Em nosso caso particular no ELEMENTAL, projetos, ideias, soluções e visões surgem apenas quando pensamos alto em grupo. É um processo criativo em equipe. Não é apenas da boca para fora ou um discurso politicamente correto. É um fato. É por isso que acredito que os sócios do ELEMENTAL são tão vencedores do Prêmio quanto eu; então, gostaria de pedir que se levantassem -- Gonzalo Arteaga, Juan Ignacio Cerda, Victor Oddo e Diego Torres. Cada um deles é brilhante e poderia ter seu próprio escritório, mas escolheu permanecer no ELEMENTAL. Obrigado por isso.

Mas passamos por momentos difíceis; escolher ficar não era uma opção evidente. Era uma decisão que envolvia cada uma de suas famílias. Então, gostaria de reconhecer a importância das esposas que têm apoiado nosso trabalho: Andrea, Isa e Sole. Finalmente, a todas as pessoas no escritório que estão nos acompanhando pela internet no Chile: Cristian Martinez, Su Yin Chia, Matias Magnelli, Clemence Pybaro, Pedro Hoffmann, Euge Morales, Francesca Moroni, e todos os estagiários do escritório, obrigado a todos.

Alguns de nossos projetos necessitaram de uma dedicação e um nível de inovação que o mercado ou os governos não estão dispostos ou preparados para apoiar. Em 2005, após um primeiro projeto bem sucedido em Iquique, a Quinta Monroy, tínhamos outros sete projetos em diferentes estágios de desenvolvimento no Chile, alguns em construção, alguns ainda lutando para serem aprovados, quando, então, ficamos sem dinheiro. Por um ano tivemos que trabalhar de graça, porque não podíamos abandonar as famílias no meio do processo. Tínhamos muito pouco para mostrar e ainda menos provas de que teríamos sucesso. É por isso que sou tão grato a família Angelini, Roberto e Maurizio, que confiaram em nós e confiaram que usaríamos a arquitetura para produzir um bem público. Foi aí que o ELEMENTAL se tornou uma companhia, para fazer com que nossa contribuição à qualidade de vida das pessoas fosse um esforço sustentável. Obrigado.

Quem teve a ideia de contatá-los foram Jorge Bunster, Arturo Natho e Alejandro Hormann, estes dois últimos presentes hoje aqui  e ainda em nossa equipe. Eles ainda contribuem com ideias e estratégias  e nas questões financeiras e administrativas que eu ainda não compreendo, mas que devem estar certas, já que desde 2006 nunca mais precisamos emprestar dinheiro.

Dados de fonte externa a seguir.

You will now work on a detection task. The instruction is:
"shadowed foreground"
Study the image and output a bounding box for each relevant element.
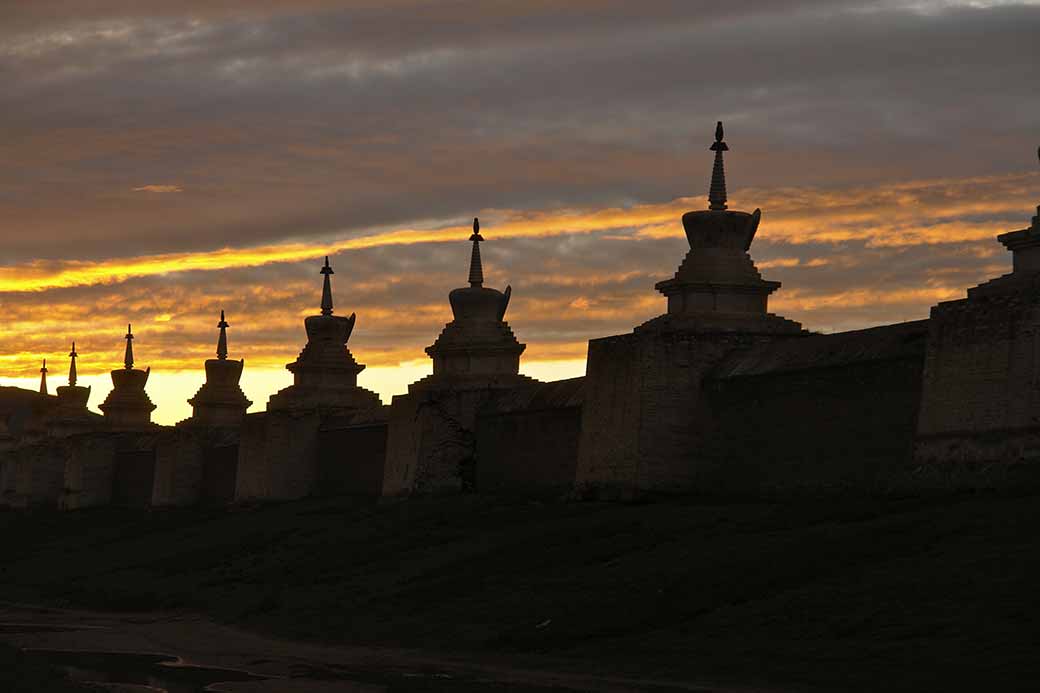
[1,493,1038,691]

Antes de se tornar uma companhia, o ELEMENTAL era uma iniciativa acadêmica. Tudo começou quando fui convidado a lecionar em Harvard após uma ligação de Jorge Silvetti. Ele deve ter visto algo que nem mesmo eu havia sido capaz de enxergar. Naquela época, eu tinha apenas um edifício construído e um livro escrito. Na verdade, cheguei em Harvard sem nenhuma ideia do que ensinar e acabei usando minha própria ignorância e constrangimento como um ponto positivo. Em um país onde 60% do que está sendo construído usa algum tipo de subsídio, eu não tinha ideia do que era um subsídio. Era constrangedor. 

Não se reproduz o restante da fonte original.